Turkey’s parliament has backed a controversial bill restricting the consumption and advertising of alcohol in the predominantly Muslim country.
The measure, passed on Friday, prohibits alcoholic beverage companies from sponsoring events and restricts the places where such drinks can be consumed. It also bans the sale of alcoholic drinks between 10pm and 6:00am, but only in shops.
Health Minister Mehmet Muezzinoglu said that the ban would not affect bars and restaurants, and open air bars and cafes would continue to serve alcohol past 10pm.
Supporters of the measure – introduced by the ruling Justice and Development Party (AKP) Party, which has its roots in Islam – say the law is seeking to protect society, particularly children, from the harmful effects of alcohol.

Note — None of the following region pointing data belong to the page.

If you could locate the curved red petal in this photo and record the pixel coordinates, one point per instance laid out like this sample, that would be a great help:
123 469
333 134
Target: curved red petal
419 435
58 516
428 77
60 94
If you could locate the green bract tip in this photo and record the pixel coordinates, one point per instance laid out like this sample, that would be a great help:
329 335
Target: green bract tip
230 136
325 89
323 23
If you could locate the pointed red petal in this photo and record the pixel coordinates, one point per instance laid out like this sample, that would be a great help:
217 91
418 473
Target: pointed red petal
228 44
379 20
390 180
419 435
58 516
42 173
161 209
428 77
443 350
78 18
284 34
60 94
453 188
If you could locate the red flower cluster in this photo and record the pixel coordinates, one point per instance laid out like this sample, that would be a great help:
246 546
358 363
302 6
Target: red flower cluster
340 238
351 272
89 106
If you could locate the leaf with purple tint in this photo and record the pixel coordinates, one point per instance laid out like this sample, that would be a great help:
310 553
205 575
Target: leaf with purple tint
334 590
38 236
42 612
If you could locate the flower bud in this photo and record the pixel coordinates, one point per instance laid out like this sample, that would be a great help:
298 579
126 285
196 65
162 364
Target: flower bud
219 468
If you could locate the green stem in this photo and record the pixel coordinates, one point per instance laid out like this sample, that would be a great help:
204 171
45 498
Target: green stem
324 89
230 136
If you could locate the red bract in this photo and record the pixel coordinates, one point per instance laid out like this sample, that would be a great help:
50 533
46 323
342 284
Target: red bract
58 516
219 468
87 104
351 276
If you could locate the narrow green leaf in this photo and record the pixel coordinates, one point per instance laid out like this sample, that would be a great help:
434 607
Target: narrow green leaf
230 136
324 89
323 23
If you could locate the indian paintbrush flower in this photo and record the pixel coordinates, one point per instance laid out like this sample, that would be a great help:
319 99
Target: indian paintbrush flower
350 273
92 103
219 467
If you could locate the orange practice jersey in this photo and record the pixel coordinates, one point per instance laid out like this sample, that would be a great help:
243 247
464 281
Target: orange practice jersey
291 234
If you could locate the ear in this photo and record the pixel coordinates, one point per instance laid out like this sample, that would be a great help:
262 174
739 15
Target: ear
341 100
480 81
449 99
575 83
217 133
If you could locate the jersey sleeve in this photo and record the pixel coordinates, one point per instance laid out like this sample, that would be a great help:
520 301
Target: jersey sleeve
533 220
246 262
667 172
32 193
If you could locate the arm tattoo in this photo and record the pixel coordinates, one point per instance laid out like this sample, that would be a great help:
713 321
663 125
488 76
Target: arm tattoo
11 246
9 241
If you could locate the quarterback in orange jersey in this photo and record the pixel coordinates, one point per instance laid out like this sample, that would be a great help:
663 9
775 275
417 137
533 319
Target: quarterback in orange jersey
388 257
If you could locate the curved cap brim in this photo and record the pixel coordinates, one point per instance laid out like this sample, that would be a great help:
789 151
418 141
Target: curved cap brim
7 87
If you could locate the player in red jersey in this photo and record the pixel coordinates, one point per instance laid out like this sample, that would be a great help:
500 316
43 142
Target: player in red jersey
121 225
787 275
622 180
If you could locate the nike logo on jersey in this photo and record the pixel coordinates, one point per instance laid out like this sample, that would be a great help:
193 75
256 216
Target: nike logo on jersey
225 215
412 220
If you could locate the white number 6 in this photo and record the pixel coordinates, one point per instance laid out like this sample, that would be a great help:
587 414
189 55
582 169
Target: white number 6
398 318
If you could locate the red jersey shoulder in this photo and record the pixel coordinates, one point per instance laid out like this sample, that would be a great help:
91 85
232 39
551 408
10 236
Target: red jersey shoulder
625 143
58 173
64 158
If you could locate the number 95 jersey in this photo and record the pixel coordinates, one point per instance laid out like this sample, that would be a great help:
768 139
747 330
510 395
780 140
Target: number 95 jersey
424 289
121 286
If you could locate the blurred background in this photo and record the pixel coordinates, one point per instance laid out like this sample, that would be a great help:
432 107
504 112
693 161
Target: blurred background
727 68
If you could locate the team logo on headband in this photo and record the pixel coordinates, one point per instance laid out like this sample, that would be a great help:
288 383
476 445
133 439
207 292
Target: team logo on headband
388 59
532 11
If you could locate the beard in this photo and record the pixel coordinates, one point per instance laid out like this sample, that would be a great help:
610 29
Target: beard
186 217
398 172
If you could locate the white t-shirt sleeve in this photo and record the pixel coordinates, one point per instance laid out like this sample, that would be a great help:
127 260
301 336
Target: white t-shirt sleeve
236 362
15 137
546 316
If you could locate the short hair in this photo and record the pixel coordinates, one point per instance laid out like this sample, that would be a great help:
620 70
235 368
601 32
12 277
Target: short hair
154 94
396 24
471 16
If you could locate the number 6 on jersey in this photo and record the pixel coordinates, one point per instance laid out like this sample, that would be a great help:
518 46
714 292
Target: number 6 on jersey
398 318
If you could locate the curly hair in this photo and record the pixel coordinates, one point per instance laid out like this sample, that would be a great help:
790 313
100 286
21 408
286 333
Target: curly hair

Critics see it as a sign of increasing conservative policies but Turkish secularists argue the legislation intrudes into private life.
TV series, films or music videos are not allowed to contain images encouraging the consumption of alcohol under the new legislation.
It also brings stricter penalties on drunken driving.
Drivers with a blood alcohol content of more than 0.05 percent will be slapped with a nearly $388 fine and their driving licenses will be confiscated for a six-month period.
Drunken drivers with a blood alcohol level over 0.1 percent will face up to two years’ imprisonment.
The law must be approved by President Abdullah Gul to take effect. He is expected to sign it soon.
Prime Minister Recep Tayyip Erdogan’s government, in power for over a decade, is often accused of creeping efforts to make the country more conservative.
Under Erdogan’s rule, headscarves – banned in public institutions – have become more visible in public places and alcohol bans more widespread.